I have over 1 million rows of Latitude Longitude positions. My goal is to check each of these rows against a data set of about 43000 ZipCodes that have a central Latitude Longitude.
I want to calculate the haversine distance between each row with the large ZipCodes list. I then want to take the closest lat/long and return that or the corresponding zip code to the left most frame (in essence, giving the closest ZipCode to the latitude/longitudes in the large frame.
I have tried several things including vectorized haversine functions and looping through each row, calculating and moving to next but I can't quite get them to work. Given the large size of my data I know that simply looping through each row and calculating won't work. I need a new solution. I think it might involve vectorization.

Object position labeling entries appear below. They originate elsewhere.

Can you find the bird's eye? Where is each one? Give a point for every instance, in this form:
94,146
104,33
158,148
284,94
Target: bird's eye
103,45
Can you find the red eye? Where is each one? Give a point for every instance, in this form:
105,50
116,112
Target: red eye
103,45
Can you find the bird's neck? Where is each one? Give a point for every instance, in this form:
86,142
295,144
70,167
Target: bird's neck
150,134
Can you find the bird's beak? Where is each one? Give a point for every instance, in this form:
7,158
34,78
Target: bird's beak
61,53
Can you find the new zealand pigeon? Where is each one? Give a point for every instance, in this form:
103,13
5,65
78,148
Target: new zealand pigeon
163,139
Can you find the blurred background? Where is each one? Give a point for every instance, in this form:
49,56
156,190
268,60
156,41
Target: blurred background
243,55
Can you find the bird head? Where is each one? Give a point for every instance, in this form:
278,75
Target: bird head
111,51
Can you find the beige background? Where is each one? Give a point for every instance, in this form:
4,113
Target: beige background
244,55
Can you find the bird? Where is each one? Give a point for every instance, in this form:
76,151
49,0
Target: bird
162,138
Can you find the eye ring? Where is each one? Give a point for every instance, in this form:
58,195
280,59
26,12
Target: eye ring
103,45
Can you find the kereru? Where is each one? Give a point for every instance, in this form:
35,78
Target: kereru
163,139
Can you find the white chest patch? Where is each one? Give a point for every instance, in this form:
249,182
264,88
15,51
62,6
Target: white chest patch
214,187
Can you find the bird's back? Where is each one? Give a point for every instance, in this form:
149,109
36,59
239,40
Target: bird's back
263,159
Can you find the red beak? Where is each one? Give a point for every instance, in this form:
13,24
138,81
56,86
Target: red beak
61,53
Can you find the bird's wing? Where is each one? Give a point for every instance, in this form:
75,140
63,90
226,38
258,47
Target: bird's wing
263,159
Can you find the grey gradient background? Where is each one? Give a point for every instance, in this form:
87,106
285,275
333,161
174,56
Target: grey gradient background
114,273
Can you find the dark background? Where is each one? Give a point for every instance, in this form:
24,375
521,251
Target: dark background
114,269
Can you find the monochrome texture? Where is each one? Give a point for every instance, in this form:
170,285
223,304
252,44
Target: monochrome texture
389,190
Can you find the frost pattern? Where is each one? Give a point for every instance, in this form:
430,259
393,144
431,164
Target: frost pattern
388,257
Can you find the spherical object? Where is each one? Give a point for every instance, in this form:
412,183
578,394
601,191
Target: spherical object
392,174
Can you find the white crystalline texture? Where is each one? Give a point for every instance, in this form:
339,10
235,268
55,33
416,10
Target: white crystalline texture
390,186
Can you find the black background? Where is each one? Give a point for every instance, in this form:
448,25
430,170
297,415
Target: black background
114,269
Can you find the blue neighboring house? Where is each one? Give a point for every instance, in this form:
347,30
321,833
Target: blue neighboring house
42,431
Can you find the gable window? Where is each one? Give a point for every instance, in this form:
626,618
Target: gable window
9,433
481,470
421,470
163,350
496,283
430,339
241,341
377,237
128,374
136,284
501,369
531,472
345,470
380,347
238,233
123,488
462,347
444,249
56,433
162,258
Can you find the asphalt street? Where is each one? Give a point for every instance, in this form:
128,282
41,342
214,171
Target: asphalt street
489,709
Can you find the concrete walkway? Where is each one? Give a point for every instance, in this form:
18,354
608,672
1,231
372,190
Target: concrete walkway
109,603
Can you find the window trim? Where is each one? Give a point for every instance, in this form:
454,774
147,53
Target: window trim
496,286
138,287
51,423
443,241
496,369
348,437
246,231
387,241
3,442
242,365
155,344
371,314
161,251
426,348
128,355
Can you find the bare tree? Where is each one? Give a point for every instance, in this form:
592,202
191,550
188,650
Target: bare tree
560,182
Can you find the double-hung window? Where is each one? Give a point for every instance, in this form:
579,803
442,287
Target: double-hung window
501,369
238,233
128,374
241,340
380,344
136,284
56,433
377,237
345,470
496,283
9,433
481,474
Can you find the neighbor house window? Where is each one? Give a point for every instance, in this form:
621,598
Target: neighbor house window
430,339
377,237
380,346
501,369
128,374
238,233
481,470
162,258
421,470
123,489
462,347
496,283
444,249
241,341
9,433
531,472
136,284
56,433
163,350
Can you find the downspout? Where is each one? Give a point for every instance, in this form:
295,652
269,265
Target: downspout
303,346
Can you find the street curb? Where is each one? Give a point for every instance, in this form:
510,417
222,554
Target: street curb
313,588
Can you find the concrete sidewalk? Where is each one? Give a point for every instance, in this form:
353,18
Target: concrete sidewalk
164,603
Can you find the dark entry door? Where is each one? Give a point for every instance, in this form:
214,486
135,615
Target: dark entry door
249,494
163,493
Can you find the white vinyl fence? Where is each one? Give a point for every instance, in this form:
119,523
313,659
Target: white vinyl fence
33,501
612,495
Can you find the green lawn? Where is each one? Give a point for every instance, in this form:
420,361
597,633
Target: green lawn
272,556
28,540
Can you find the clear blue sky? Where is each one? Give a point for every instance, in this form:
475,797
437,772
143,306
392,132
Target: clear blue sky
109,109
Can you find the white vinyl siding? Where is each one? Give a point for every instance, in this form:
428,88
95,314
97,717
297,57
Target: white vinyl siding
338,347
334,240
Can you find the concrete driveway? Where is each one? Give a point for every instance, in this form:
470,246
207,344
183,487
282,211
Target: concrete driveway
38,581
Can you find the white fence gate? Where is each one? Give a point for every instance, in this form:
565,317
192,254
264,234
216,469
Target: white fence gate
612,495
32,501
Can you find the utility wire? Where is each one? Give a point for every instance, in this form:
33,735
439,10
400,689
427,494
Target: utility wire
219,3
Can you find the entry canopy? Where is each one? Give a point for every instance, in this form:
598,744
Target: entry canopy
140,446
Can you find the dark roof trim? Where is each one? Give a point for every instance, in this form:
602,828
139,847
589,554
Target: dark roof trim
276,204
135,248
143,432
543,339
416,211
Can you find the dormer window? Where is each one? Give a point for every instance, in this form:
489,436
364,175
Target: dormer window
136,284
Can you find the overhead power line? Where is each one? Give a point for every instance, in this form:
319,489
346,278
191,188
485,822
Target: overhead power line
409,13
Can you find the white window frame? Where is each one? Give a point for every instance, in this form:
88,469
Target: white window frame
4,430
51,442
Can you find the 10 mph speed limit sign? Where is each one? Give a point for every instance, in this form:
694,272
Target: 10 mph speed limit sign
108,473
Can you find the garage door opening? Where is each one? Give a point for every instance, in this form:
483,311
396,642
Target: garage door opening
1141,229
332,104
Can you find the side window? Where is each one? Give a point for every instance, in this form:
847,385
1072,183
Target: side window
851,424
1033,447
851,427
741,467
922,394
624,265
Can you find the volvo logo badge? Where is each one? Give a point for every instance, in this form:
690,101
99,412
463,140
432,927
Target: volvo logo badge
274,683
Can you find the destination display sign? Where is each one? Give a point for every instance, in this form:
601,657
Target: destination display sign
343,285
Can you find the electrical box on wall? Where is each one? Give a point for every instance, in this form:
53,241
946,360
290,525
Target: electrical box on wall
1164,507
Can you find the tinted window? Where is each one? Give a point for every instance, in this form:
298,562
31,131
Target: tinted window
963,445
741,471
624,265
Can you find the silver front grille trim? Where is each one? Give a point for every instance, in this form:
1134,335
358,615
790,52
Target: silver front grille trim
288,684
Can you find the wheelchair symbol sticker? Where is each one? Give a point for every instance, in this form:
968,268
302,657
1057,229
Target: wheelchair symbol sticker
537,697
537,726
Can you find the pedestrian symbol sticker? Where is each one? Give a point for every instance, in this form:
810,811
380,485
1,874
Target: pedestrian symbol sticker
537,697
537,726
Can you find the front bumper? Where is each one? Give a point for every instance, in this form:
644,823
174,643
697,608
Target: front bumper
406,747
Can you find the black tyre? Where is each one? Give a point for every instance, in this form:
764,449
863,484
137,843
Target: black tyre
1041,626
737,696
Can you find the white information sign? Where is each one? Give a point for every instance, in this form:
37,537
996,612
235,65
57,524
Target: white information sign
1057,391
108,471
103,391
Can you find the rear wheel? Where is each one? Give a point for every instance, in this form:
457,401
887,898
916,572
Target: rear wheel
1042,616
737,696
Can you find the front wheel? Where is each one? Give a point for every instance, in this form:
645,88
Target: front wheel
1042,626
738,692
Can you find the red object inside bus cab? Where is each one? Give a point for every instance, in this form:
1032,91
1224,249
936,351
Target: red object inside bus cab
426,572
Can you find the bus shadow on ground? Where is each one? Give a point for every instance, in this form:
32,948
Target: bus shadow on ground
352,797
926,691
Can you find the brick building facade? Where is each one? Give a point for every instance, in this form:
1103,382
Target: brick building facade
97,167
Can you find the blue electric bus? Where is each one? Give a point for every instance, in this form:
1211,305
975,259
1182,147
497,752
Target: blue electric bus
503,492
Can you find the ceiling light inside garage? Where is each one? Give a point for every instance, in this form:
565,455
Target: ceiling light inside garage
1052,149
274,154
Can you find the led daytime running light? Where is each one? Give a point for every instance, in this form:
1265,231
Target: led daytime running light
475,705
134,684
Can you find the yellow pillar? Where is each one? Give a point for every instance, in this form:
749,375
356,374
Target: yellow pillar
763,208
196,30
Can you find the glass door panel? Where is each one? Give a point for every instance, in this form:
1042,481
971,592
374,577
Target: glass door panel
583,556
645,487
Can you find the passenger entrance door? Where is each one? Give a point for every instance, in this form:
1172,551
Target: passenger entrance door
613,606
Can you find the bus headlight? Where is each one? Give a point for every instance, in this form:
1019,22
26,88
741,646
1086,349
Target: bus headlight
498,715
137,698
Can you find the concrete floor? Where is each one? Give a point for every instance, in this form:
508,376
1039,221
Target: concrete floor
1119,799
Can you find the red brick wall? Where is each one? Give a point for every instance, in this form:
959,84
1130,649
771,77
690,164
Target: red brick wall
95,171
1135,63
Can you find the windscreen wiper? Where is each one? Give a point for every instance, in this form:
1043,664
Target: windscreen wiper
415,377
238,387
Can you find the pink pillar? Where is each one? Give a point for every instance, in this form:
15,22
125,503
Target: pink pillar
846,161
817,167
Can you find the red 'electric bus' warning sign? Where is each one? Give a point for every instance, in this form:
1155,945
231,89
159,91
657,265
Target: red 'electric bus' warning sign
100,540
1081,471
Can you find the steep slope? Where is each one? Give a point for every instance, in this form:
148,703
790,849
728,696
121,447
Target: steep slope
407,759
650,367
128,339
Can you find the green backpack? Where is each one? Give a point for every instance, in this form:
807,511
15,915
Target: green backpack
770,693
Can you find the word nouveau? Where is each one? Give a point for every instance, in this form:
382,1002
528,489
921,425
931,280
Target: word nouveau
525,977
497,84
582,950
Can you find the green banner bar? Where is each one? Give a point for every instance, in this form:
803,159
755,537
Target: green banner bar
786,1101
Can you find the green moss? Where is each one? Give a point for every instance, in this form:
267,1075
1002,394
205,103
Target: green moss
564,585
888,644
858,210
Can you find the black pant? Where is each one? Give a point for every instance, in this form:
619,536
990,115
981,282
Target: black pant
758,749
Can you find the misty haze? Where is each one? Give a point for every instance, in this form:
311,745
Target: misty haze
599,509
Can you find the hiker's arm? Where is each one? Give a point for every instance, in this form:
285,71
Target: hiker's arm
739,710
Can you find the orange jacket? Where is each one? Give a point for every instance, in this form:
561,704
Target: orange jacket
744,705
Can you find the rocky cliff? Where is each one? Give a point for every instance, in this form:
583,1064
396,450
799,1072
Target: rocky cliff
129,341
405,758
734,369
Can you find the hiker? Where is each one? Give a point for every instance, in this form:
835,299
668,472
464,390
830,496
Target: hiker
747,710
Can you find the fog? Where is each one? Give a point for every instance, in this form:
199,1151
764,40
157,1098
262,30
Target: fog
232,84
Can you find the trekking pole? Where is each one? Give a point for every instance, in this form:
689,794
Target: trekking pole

Here are some sample frames of my data. df is the large frame I am trying to calculate the smallest distance from the zip_list and return the corresponding zip code to the large frame.
df = pd.DataFrame(np.array([[42.801104,-76.827879],[38.187102,-83.433917],
[35.973115,-83.955932]]), columns = ['Lat', 'Long'])
zip_list = pd.DataFrame(np.array([[49544, 42.999561,-85.75371],[49648,
45.000254,-85.3651],[49654, 45.023384,-85.75697],[50265,
41.570916,-93.73568]]), columns = ['ZipCode', 'Latitude', 'Longitude'])
I would like to return the minimum distance zip code to the corresponding row in the df frame.
Any ideas would be great. I am a beginner with vectorization and numpy/pandas.